HAVANA (Reuters) - Foreign companies operating in Cuba’s tourism sector said at an industry fair this week they would continue investing in the Caribbean’s largest island despite new U.S. sanctions designed to choke its already beleaguered economy.
The Trump administration said last month it was tightening U.S. travel restrictions on Communist-run Cuba and allowing U.S. citizens to bring lawsuits against foreign companies profiting from property taken from them after Cuba’s 1959 revolution.
The administration is seeking to pressure Cuba’s Communist government into giving up its support for embattled Venezuelan President Nicolas Maduro.
“It’s obviously a very awkward situation but we will keep on advancing,” said Juan Antonio Montes, general director of the Spanish hotel group Barcelo, which has been based in Cuba for two decades.
Regarding the implementation of the long-dormant section of the 1996 Helms-Burton Act allowing U.S. lawsuits against companies using confiscated property, he said Barcelo would seek a legal way “to be more protected.”
“But we do not have any kind of intention to leave or to modify any current plans,” he said.
The European Union and Canada, whose companies are the top investors in Cuba, particularly in the tourism and mining sectors, have denounced the Trump administration’s implementation of Title III of the Helms-Burton Act. They say it is not valid under international law and their companies could dispose of blocking legislation, for example, to make counterclaims for any U.S. suits they may face.
“Our aim is to keep investing in Cuba and for our companies to have the willingness to contribute to the development of the island,” Spain’s tourism minister, Reyes Maroto, said at the opening of Cuba’s tourism fair on Tuesday.
Cuban President Miguel Diaz-Canel, who replaced Raul Castro last year, met on Tuesday with foreign businessmen, including the head of Canadian mining company Sherritt, to reassure them about the security of their investments under Cuban law.
Cuba has sought to attract foreign capital ever since the fall of former benefactor the Soviet Union, hoping it could help vitalize its beleaguered, still heavily centralized economy.

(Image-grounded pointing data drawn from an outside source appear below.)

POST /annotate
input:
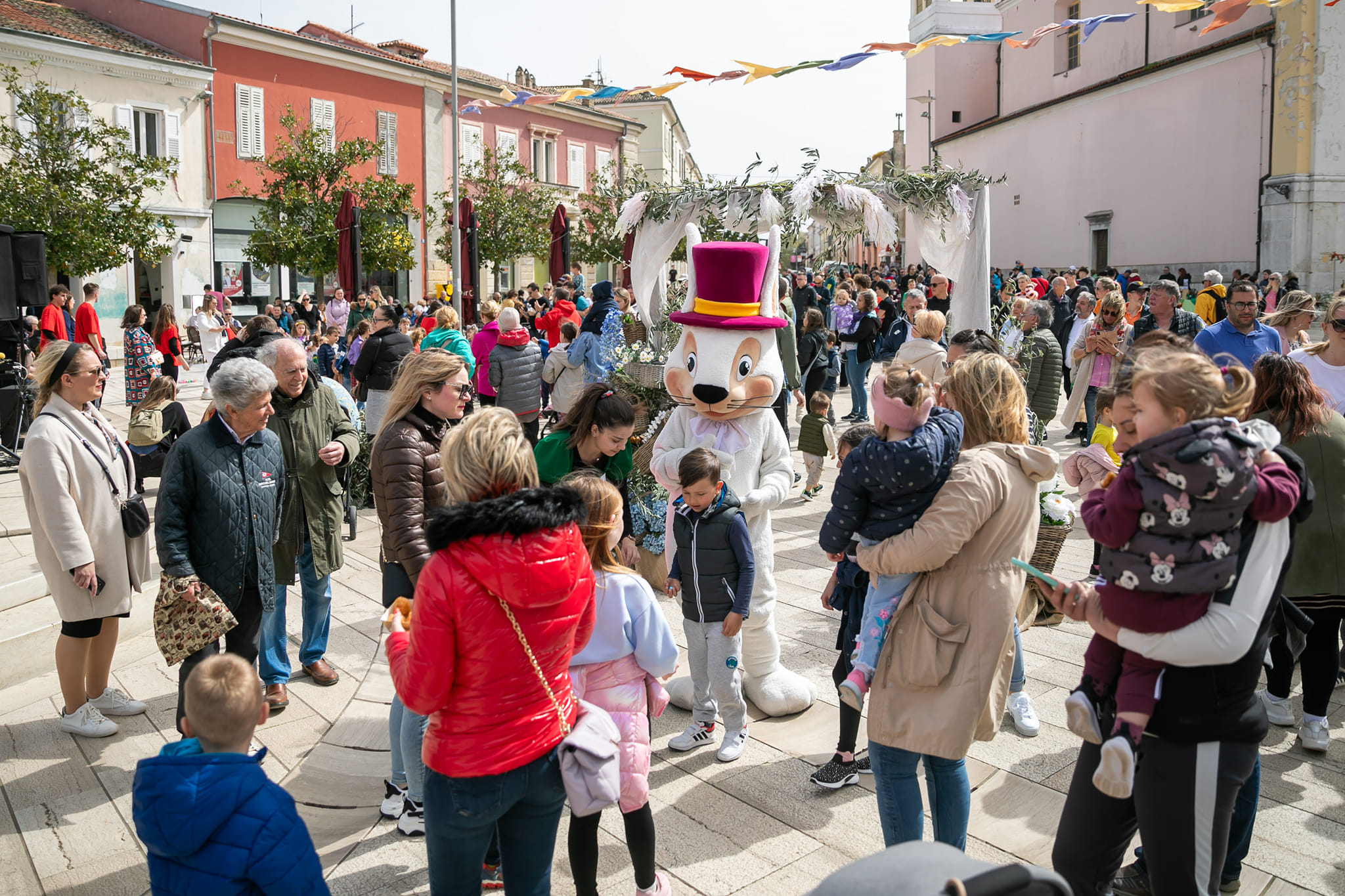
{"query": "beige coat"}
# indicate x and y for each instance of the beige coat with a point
(74, 517)
(943, 675)
(923, 355)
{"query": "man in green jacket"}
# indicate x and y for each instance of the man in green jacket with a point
(1040, 362)
(317, 437)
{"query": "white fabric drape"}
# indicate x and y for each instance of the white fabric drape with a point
(965, 259)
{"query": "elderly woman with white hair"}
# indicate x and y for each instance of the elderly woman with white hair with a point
(516, 372)
(218, 511)
(1212, 299)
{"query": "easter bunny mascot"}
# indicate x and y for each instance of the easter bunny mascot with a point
(725, 373)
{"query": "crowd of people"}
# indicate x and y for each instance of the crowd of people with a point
(1211, 471)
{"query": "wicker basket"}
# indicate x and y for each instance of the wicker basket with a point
(635, 332)
(645, 454)
(646, 375)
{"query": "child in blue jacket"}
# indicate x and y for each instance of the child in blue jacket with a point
(211, 820)
(884, 486)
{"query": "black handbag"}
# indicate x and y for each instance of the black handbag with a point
(135, 512)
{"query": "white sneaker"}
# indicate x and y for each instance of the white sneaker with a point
(732, 746)
(1024, 715)
(1279, 712)
(114, 703)
(88, 721)
(695, 735)
(413, 820)
(393, 800)
(1315, 735)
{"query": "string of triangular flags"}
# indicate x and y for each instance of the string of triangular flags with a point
(1223, 12)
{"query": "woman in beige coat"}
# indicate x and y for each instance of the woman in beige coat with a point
(943, 675)
(91, 566)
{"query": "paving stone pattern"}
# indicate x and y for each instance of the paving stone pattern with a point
(751, 828)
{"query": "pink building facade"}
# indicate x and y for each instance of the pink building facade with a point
(1145, 146)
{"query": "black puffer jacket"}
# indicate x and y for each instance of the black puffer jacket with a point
(218, 509)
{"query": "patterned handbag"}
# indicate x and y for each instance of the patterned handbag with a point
(182, 628)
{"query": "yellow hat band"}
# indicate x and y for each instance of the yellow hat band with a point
(726, 309)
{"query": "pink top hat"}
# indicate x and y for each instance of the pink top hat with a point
(894, 413)
(728, 284)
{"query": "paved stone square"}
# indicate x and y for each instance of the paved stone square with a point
(755, 826)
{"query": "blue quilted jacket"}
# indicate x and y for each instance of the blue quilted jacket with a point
(211, 489)
(215, 825)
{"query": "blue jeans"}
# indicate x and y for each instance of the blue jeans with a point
(858, 377)
(407, 734)
(462, 815)
(273, 657)
(1091, 409)
(900, 807)
(1020, 672)
(1239, 828)
(885, 593)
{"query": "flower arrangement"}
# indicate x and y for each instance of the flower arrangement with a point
(1056, 509)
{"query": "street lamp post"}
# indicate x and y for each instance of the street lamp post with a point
(927, 101)
(455, 249)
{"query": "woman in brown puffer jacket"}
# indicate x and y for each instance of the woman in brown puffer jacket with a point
(431, 393)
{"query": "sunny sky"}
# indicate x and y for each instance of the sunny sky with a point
(845, 114)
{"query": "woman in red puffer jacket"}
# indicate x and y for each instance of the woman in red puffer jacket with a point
(490, 747)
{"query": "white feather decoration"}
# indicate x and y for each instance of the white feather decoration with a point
(632, 210)
(962, 207)
(803, 194)
(771, 211)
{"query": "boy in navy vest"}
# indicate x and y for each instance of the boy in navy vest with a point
(715, 558)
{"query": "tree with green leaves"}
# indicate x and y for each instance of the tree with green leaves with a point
(513, 210)
(78, 179)
(303, 182)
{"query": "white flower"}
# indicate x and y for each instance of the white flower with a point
(1057, 508)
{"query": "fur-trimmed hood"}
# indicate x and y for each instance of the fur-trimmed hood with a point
(517, 515)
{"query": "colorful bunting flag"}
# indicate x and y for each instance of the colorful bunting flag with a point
(938, 41)
(757, 72)
(849, 61)
(1225, 12)
(689, 73)
(790, 70)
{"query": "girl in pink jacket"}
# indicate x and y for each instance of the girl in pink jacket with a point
(631, 648)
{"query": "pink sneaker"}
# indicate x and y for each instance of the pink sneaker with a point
(853, 689)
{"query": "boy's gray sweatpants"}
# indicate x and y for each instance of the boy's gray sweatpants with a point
(715, 662)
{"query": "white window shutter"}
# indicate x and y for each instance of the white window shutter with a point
(576, 164)
(123, 117)
(242, 121)
(173, 136)
(259, 116)
(382, 142)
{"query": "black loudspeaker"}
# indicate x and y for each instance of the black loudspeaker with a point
(30, 270)
(9, 288)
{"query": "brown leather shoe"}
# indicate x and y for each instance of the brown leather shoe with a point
(277, 698)
(322, 673)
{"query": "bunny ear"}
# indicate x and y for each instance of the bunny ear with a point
(693, 240)
(770, 301)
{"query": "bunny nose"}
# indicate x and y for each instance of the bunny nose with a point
(709, 394)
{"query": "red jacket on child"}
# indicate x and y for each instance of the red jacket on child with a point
(462, 662)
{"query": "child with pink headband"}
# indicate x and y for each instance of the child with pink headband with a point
(885, 484)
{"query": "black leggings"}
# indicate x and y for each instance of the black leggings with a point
(1181, 806)
(849, 715)
(1320, 662)
(639, 842)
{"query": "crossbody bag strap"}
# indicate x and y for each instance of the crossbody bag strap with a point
(537, 667)
(116, 492)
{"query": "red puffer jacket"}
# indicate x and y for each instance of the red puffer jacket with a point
(462, 662)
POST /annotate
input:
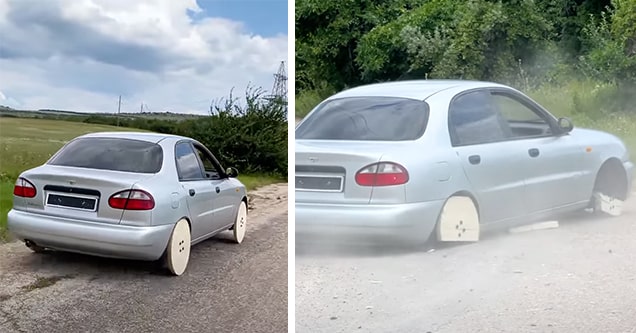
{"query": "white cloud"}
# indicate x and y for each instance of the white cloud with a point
(81, 54)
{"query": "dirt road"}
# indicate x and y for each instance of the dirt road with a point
(227, 288)
(580, 277)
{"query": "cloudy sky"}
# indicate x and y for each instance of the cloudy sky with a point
(171, 55)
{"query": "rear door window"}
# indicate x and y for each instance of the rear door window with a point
(474, 119)
(111, 154)
(366, 119)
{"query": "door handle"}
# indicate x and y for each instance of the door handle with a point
(474, 159)
(533, 152)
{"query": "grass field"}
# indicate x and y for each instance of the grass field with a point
(27, 143)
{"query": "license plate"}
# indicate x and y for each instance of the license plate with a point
(319, 183)
(74, 202)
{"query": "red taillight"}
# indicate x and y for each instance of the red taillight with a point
(382, 174)
(132, 200)
(24, 188)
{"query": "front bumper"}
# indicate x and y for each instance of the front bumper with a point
(411, 223)
(99, 239)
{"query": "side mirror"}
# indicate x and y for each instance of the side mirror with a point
(565, 124)
(231, 172)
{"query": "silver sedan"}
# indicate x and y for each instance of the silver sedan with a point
(442, 159)
(141, 196)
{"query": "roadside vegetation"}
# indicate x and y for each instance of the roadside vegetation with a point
(575, 57)
(251, 136)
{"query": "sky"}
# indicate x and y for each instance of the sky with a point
(169, 55)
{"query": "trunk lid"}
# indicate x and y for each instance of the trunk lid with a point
(78, 193)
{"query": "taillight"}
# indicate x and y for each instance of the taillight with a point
(132, 200)
(24, 188)
(382, 174)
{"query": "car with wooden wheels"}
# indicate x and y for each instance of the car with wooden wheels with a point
(446, 159)
(143, 196)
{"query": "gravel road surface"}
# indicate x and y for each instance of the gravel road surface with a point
(227, 288)
(580, 277)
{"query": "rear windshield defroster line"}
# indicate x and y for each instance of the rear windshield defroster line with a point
(113, 154)
(366, 119)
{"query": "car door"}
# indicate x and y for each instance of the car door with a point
(226, 195)
(492, 164)
(553, 161)
(199, 191)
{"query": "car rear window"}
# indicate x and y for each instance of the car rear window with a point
(111, 154)
(366, 119)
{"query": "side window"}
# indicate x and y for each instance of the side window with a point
(523, 120)
(209, 166)
(473, 119)
(188, 165)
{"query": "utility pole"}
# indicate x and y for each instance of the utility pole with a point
(118, 110)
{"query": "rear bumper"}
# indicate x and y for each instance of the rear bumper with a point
(100, 239)
(412, 223)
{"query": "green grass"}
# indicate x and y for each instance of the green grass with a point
(27, 142)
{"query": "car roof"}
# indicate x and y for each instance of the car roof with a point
(143, 136)
(413, 89)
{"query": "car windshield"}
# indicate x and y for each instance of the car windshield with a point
(111, 154)
(366, 119)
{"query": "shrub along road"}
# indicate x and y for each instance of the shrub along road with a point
(227, 288)
(579, 277)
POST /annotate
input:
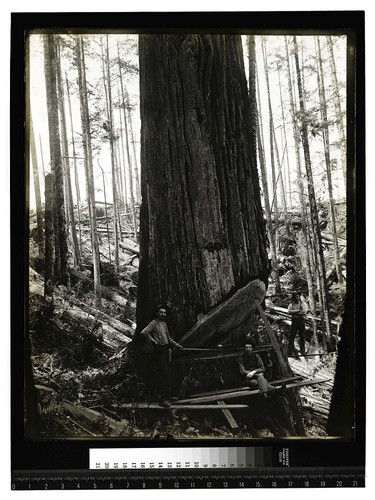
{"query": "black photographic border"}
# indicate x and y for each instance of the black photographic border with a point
(350, 395)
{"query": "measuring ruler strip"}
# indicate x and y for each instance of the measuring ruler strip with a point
(180, 458)
(266, 477)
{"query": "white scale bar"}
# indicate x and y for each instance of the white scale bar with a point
(167, 458)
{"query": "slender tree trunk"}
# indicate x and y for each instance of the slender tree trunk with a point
(256, 119)
(38, 200)
(123, 161)
(337, 102)
(132, 139)
(280, 176)
(300, 187)
(42, 156)
(131, 187)
(274, 201)
(66, 160)
(90, 187)
(76, 179)
(56, 160)
(325, 130)
(106, 214)
(49, 235)
(284, 136)
(201, 205)
(313, 207)
(113, 160)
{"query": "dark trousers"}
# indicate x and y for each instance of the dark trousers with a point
(258, 380)
(298, 327)
(162, 375)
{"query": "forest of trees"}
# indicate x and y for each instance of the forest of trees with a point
(186, 170)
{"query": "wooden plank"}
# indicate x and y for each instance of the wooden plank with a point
(190, 355)
(300, 428)
(235, 389)
(228, 415)
(246, 393)
(154, 406)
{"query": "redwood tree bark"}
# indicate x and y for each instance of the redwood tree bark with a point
(202, 227)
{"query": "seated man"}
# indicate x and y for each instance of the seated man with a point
(252, 371)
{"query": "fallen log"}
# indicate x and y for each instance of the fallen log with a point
(228, 415)
(115, 428)
(277, 382)
(110, 336)
(100, 315)
(228, 320)
(244, 393)
(284, 312)
(92, 417)
(107, 292)
(154, 406)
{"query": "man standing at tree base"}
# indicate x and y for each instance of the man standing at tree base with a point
(252, 370)
(157, 333)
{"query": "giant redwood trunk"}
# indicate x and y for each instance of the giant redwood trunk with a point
(202, 228)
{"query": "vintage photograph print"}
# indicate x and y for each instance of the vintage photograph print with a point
(191, 233)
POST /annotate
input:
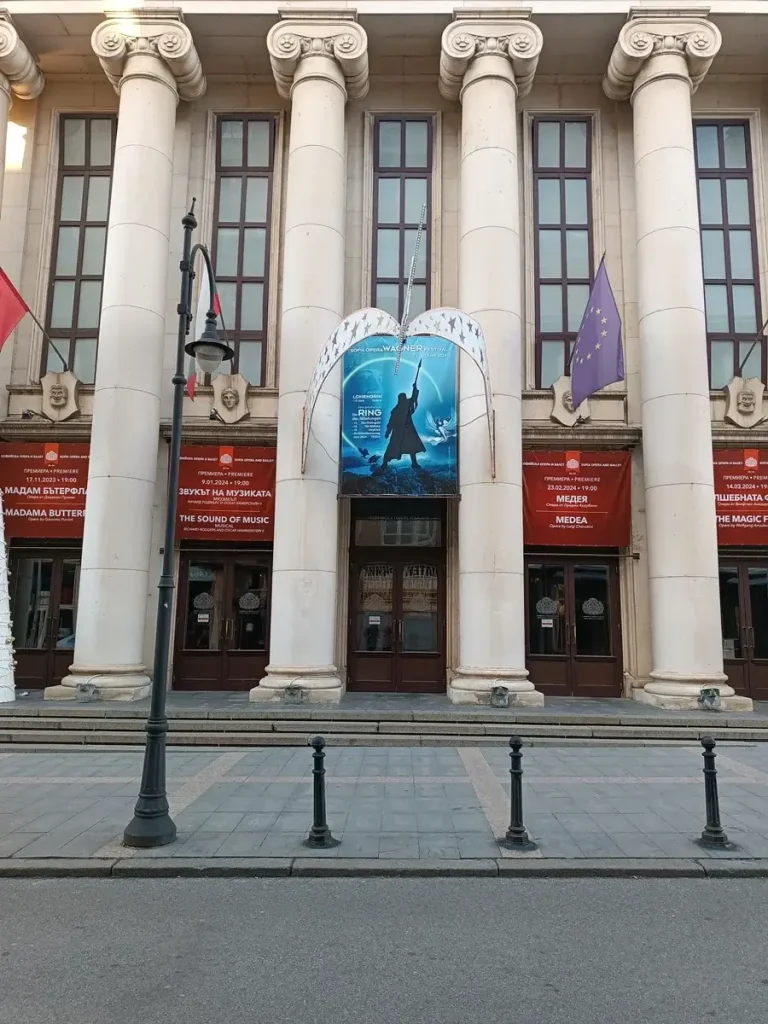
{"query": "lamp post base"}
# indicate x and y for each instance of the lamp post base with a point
(148, 829)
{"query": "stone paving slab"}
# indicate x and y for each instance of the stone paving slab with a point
(440, 804)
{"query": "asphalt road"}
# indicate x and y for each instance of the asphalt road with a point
(381, 951)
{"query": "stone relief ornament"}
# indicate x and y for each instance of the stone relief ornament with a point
(649, 34)
(562, 404)
(336, 35)
(16, 64)
(161, 34)
(230, 397)
(60, 399)
(451, 325)
(743, 401)
(515, 38)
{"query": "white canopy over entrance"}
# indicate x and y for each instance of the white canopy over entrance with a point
(451, 325)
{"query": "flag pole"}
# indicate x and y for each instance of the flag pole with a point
(745, 359)
(572, 353)
(49, 340)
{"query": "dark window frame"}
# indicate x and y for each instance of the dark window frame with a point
(65, 338)
(402, 172)
(723, 174)
(244, 171)
(560, 173)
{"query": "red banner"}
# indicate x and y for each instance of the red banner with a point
(225, 494)
(741, 496)
(43, 488)
(577, 499)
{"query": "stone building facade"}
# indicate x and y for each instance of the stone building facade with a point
(540, 136)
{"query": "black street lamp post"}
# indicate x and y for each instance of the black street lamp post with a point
(152, 823)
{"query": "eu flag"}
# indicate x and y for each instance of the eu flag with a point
(598, 356)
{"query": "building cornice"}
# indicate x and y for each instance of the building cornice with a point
(331, 33)
(159, 33)
(504, 33)
(17, 67)
(650, 33)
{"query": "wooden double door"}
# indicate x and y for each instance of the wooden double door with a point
(222, 622)
(43, 606)
(743, 611)
(573, 641)
(397, 622)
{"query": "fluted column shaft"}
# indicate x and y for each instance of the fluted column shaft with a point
(115, 574)
(659, 60)
(495, 62)
(312, 65)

“This was an important sign for all companies working in Cuba,” said Alessandro Benedetti, an executive for Swiss-based Kempinski Hotels SA, which runs the luxury Gran Hotel Manzana in Havana, which opened in 2017.
Cruise operator Carnival Corp became the first company sued for profiting from expropriated Cuban property last week under Title III of Helms-Burton by U.S. citizens who hold titles to the Santiago de Cuba and Havana ports.
The ports are used by numerous U.S. cruise lines such as Royal Caribbean and Norwegian Cruise Lines, which therefore could also face suits.